Sin embargo, no sólo continúan en pie, sino además siguen incrementando sus archivos, incorporando nuevos trabajos y compositores y sirviendo siempre de alternativa a una enésima Novena de Beethoven o Requiem de Mozart.
No se puede dejar de mencionar al estandarte de los sellos especializados que irrumpieron en los años 80, Naxos, que ha sabido reinventarse en diversas oportunidades. Según han comentado sus ejecutivos, el secreto está en irse adaptando a los cambios de manera dinámica y oportuna, entendiendo que la demanda continúa.

Nuevas formas de venta

Hace mucho que no son las tiendas los epicentros para vender discos al público: a medida que van desapareciendo los lugares físicos donde comercializar las grabaciones, las ventas online se han convertido en una opción importante, pero no la única, ya que cada vez tienen más importancia las tiendas que se instalan en teatros y salas de concierto.

Es increíble cómo se puede aprovechar el entusiasmo del momento en los espectadores que asisten a una representación y quieren aprovechar de comprar la obra de inmediato.
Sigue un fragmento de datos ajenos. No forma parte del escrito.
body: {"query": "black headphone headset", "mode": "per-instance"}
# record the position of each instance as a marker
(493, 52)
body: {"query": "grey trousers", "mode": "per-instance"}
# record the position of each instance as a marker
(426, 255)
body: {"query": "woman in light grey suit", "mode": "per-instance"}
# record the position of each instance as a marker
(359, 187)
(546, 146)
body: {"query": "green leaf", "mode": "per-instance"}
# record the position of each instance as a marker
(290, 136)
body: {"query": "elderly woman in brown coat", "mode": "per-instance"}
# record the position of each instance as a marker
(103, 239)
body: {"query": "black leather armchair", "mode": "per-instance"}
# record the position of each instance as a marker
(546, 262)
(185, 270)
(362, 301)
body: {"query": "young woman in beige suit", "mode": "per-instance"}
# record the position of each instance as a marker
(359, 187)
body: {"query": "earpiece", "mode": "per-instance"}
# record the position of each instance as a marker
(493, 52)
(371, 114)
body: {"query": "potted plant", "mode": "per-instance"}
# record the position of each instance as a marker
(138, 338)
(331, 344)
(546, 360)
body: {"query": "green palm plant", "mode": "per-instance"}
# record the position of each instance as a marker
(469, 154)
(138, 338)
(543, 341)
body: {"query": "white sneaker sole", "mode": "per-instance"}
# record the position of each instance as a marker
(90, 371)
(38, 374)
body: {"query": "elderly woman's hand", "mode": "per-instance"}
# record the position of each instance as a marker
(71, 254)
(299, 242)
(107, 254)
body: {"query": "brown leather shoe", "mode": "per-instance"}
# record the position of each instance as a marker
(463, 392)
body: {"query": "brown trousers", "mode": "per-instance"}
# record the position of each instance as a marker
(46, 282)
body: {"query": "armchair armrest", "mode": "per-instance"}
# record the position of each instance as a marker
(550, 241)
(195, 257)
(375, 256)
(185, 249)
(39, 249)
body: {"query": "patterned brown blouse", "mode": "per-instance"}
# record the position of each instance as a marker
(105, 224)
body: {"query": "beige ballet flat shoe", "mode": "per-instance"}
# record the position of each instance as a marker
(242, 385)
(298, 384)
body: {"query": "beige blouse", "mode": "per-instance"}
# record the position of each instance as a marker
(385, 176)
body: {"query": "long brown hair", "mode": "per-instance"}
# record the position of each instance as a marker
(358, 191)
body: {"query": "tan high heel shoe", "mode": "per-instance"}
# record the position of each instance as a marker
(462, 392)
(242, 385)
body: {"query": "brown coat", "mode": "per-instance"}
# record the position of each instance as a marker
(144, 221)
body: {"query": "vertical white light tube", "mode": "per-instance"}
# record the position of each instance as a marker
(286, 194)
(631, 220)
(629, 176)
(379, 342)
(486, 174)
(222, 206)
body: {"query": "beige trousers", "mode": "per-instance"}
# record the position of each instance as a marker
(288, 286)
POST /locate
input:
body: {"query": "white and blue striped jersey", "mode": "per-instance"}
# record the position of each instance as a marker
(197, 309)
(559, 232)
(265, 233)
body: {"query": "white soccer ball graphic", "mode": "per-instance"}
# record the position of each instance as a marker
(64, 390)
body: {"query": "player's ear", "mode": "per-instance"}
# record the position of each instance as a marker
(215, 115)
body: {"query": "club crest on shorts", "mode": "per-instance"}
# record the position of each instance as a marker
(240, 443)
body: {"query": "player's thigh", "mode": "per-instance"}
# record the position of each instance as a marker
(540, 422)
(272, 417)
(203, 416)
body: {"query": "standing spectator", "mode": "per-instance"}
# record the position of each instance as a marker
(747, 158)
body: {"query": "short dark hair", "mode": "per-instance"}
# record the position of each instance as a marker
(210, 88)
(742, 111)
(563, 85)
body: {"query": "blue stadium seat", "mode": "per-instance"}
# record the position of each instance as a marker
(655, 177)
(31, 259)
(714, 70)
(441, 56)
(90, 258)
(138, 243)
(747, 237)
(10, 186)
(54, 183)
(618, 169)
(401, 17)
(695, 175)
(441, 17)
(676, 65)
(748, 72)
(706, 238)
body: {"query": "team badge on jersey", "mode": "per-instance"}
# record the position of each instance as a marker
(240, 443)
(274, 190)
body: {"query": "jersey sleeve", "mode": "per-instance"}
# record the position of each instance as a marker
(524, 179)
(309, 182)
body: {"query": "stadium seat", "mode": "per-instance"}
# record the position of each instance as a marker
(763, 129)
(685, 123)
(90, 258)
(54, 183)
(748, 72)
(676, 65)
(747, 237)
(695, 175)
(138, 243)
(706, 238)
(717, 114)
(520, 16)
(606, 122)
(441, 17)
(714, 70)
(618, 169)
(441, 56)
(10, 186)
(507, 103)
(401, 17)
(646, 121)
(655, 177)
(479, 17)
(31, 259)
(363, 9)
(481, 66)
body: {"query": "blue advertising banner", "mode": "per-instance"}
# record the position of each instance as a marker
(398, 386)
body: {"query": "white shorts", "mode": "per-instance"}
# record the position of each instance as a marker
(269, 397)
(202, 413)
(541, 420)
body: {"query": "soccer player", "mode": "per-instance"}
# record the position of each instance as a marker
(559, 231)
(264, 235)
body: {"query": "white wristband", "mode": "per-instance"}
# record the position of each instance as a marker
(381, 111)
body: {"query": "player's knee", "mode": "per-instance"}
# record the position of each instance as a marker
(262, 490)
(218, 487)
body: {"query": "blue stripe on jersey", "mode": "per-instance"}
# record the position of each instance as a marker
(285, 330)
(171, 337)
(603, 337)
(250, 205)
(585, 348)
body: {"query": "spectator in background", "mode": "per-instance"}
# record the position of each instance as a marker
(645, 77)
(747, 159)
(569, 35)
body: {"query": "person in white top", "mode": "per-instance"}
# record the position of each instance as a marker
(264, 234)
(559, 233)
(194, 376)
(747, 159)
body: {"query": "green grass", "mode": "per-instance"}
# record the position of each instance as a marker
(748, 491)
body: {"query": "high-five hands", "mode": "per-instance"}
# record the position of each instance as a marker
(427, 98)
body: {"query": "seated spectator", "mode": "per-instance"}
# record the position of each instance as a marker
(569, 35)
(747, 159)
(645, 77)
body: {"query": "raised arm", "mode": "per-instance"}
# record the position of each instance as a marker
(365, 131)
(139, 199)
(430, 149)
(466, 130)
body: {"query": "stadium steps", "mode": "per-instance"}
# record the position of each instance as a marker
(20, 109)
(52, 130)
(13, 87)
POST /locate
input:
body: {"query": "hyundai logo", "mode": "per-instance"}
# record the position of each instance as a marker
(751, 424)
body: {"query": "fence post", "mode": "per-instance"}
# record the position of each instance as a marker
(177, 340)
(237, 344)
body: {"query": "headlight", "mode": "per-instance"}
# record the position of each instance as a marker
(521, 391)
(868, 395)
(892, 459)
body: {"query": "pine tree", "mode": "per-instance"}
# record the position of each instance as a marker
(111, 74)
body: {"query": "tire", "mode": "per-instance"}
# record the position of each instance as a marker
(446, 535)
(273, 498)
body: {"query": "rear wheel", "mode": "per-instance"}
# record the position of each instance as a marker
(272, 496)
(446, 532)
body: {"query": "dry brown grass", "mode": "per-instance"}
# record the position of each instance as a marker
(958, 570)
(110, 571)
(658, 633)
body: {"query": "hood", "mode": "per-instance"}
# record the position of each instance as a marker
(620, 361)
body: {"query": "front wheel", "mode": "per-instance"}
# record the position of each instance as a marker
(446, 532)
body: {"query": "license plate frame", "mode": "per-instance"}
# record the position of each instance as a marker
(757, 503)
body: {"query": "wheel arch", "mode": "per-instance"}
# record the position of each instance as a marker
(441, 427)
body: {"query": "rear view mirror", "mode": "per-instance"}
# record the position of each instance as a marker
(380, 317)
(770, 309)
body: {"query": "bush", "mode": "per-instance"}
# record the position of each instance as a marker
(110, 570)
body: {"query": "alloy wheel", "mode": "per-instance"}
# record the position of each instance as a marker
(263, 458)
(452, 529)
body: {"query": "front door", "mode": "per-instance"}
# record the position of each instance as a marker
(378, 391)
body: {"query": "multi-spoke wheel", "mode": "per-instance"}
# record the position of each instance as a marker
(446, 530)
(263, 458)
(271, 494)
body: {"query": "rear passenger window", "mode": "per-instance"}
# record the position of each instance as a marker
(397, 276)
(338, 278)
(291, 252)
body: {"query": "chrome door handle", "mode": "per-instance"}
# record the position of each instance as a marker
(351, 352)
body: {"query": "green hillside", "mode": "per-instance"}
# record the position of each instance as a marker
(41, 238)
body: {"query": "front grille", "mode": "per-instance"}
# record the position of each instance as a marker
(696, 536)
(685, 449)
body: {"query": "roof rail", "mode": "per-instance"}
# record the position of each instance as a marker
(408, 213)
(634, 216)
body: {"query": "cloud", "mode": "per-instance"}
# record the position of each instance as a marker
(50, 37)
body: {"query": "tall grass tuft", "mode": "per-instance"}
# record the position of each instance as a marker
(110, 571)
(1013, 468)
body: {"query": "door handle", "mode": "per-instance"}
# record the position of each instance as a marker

La venta in situ es una tendencia en expansión, y en Santiago esto se puede ver en funciones del Teatro Municipal, del Teatro Universidad de Chile o del Teatro Nescafé, por sólo mencionar tres ejemplos.

Lo que ha descendido es el nivel de coleccionismo en el seguidor promedio de la música docta. Por ejemplo, no hay nada comparable al revival que en el último tiempo han tenido los vinilos en la música popular. Es cierto que existen nostálgicos que sólo escuchan sus antiguos LPs de hace medio siglo y también hay otros que recorren ferias, tiendas de anticuarios y mercados persa buscando las viejas ediciones en vinilo.

Pero la mayoría, al parecer, no resiste los chirridos de fondo o no se resigna a escuchar una ópera completa o una sinfonía muy extensa teniendo que cambiar de lado el disco de turno. Al mismo tiempo, los modernos y sofisticados equipos de audio digital permiten escuchar casi tan bien como si se estuviera en la sala de conciertos, y a veces tan cómodamente como en ésta. Lo que sí está claro es que, lejos de estar agonizando, la industria discográfica clásica ha sabido jugar bien sus cartas y, tras las adaptaciones de rigor, goza de buena salud. Al menos, para los tiempos que corren.